Possible limitations with the present study should be considered. First, the SGSL cannot be expected to contain every relevant publication. Although a population database, it is virtually impossible to find each and every gender journal article published at Swedish universities, partly because of the interdisciplinary nature of gender studies. This should not constitute any problem for the present study, because it is based on differences between groups of articles, and possible missing data would affect all groups equally.

Second, it might be argued that 12 articles in each group is too small a sample for the reason that random factors might play a large role. However, the critical entity is the amount of text rather than the number of articles, because the unit of analysis was the group of articles, as representing a certain level of gender perspective. This is consistent with the fact that the statements were drawn from the introduction and discussion and therefore less tied to the study at hand.

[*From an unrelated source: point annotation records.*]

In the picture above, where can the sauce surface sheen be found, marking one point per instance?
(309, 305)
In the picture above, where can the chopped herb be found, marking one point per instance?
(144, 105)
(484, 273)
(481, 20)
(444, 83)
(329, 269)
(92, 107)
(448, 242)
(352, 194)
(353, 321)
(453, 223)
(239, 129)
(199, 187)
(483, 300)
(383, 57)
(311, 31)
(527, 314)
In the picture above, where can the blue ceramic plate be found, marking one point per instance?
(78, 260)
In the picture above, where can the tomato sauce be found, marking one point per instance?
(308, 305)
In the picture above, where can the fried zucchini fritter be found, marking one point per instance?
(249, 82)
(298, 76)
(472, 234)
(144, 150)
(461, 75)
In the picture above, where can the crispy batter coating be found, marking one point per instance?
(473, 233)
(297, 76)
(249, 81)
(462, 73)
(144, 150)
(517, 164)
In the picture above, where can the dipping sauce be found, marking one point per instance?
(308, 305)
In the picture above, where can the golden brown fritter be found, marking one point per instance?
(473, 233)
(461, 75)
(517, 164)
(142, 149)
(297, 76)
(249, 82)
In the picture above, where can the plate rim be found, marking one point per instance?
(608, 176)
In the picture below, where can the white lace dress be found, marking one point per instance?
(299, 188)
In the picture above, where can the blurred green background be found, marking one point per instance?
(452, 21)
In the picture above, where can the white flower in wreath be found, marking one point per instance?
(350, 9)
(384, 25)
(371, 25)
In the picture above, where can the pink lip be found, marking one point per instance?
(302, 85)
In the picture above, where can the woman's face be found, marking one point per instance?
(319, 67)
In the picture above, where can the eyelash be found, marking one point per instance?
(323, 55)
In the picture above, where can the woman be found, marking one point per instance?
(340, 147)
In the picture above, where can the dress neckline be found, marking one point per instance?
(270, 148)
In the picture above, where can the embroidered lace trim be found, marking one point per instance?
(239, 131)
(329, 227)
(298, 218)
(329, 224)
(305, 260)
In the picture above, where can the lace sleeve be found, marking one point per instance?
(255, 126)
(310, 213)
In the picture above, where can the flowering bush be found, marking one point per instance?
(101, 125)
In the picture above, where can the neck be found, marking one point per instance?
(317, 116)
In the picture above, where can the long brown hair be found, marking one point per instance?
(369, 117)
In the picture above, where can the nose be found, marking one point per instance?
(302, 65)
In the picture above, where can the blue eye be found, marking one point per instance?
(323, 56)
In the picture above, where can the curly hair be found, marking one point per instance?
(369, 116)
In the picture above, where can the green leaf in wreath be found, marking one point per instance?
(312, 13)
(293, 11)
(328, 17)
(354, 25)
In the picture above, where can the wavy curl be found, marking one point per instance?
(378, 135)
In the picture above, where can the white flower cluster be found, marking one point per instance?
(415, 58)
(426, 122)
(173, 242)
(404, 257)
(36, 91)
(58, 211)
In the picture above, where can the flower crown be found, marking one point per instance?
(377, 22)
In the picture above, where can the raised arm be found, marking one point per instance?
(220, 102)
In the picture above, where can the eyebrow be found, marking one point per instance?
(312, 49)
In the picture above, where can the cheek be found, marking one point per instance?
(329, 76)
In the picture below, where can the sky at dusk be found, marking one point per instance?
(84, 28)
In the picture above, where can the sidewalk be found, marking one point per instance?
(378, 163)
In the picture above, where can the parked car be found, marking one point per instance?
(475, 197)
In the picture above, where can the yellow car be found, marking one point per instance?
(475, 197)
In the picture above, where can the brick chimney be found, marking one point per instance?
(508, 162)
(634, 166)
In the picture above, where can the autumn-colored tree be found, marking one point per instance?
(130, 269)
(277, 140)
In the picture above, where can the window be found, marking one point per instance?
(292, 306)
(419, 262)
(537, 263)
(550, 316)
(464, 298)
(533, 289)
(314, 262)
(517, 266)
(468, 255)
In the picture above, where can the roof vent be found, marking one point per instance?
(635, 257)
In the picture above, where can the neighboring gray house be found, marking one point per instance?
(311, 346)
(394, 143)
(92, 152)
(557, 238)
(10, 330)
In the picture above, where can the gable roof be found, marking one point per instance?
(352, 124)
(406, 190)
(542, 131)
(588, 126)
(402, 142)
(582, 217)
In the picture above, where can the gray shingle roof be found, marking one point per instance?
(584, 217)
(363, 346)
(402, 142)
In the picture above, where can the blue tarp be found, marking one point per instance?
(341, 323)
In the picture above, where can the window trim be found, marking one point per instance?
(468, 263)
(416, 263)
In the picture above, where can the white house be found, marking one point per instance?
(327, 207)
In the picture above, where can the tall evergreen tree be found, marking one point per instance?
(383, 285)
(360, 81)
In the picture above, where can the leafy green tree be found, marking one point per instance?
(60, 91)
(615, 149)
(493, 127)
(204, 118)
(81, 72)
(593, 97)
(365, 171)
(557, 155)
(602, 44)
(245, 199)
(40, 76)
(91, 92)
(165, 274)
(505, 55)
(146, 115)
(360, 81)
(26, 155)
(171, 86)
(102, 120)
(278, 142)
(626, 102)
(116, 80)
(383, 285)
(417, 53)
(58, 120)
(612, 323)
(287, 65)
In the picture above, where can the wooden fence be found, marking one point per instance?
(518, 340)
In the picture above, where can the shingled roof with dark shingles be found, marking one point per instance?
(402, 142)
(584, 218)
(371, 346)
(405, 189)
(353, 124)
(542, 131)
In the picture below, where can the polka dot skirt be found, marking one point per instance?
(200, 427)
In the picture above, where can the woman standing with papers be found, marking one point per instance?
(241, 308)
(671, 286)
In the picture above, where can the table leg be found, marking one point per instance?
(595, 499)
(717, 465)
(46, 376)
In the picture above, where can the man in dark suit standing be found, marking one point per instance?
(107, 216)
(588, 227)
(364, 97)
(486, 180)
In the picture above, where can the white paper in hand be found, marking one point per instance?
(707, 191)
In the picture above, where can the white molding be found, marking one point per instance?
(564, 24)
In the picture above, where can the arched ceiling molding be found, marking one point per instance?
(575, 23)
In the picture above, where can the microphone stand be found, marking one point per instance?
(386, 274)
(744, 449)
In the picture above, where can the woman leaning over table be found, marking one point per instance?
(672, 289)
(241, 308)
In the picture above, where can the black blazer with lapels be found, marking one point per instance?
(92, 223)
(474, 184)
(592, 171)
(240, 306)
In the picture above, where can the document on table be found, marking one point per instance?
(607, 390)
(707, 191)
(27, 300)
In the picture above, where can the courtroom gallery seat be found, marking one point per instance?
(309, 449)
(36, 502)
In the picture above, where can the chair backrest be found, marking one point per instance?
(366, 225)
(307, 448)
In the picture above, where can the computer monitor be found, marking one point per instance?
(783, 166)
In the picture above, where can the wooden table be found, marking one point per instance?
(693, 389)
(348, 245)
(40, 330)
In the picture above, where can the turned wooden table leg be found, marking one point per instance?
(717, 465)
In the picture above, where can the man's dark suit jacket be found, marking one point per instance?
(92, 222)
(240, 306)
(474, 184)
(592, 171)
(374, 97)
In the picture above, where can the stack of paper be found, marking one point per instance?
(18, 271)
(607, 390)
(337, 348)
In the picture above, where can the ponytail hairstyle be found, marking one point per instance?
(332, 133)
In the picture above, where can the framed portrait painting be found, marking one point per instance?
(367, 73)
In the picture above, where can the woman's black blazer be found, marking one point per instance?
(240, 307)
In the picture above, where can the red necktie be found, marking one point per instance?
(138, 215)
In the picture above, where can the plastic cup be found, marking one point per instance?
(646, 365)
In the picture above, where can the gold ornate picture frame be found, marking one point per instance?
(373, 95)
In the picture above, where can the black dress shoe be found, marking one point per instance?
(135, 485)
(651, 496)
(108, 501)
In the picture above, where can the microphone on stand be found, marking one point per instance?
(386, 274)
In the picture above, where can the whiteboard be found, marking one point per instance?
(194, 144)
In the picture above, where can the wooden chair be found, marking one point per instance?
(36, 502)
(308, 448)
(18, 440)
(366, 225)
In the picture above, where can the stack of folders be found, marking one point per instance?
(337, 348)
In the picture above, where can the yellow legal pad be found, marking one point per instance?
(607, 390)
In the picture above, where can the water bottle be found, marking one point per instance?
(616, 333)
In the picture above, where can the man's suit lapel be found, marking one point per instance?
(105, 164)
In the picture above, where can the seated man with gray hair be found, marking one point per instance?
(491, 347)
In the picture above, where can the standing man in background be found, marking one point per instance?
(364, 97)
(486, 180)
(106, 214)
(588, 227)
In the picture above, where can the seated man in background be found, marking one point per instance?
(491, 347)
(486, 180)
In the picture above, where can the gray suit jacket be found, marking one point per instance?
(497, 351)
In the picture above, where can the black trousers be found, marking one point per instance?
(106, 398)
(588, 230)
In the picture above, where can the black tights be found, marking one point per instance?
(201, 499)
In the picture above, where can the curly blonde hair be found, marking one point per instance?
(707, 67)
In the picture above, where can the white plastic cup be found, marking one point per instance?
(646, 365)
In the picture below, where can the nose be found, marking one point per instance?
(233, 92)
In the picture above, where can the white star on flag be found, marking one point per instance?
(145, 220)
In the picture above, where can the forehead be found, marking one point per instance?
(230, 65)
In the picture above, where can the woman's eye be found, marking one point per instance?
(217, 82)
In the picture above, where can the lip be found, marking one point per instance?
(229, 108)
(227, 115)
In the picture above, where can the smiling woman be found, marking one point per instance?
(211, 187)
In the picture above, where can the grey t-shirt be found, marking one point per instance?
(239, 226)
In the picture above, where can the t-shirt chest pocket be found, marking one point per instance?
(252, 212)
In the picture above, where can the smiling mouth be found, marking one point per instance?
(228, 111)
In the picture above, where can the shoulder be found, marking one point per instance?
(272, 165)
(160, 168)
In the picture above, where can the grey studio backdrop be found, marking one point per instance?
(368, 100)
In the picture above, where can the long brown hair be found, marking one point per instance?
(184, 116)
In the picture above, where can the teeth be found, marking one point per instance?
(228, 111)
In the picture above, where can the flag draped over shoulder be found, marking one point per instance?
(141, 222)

According to this design, each statement was equally likely to be selected from within each group of articles, which were relatively equal in length so that exceptionally long articles should not skew the results.

In conclusion, gender studies is consistent in both expressing and practising selective preferences, for example concerning methods, levels of explanation, and ways to communicate (see also Cronin et al. 1997; Söderlund and Madison 2017). The present results indicate that gender studies has positioned itself more distantly from the scientific method than have the disciplines included for comparison. However, the impact of the field will be attenuated if it employs methods and practices that decrease the strength of conclusions and generalizability of results. Bibliometric studies seem to suggest that the peculiarities of the field are indeed hampering its influence and reputation (Söderlund and Madison 2015). The preference for dependent social constructs that forbid causal conclusions, such as “attitudes” and “norms”, is particularly paradoxical in light of the desire for change, as knowing what causes a certain change is absolutely necessary to bring it about. It may therefore be argued that gender studies could benefit from implementing established research methods employed in other disciplines. There is no opposition, we argue, between using qualitative data, like verbal data from talk or text, and applying the power of quantitative analysis, as has humbly been done in the present study, for example. Likewise there can be no opposition between analysing qualitative data and considering their reliability, validity, and representativity, as well as causal relations amongst constructs. A similar point can be made regarding gender studies’ criticism of established disciplines, not the least in the way they relate to sex and sex differences. Discussion and criticism is always welcome from a scientific point of view, but it tends to be more useful and make greater impact if founded on a thorough understanding of that which is criticized.

Future studies should assess if the general patterns found so far generalise to other countries and samples, should be extended to more detailed content analyses, and may also attempt to assess the argumentative foundation of the texts. If larger samples could be analysed, it would be feasible to compare publications on the basis of their individual characteristics in terms of the amount of data, scientific outcome, the type of methods, and most importantly, the correspondence between the stated research question and the methods.

Gender studies has received exclusive funding in Sweden, with the specific goal to increase its quality, outside competition with other fields (Swedish Research Council 2011a, b). It seems therefore particularly important to ensure that these resources attain the desired results, and that gender studies concur with the goal to strive for the highest possible level of scientific quality, which can be expected to increase its relatively low impact and few citations (Söderlund and Madison 2015). In short, gender studies can do better.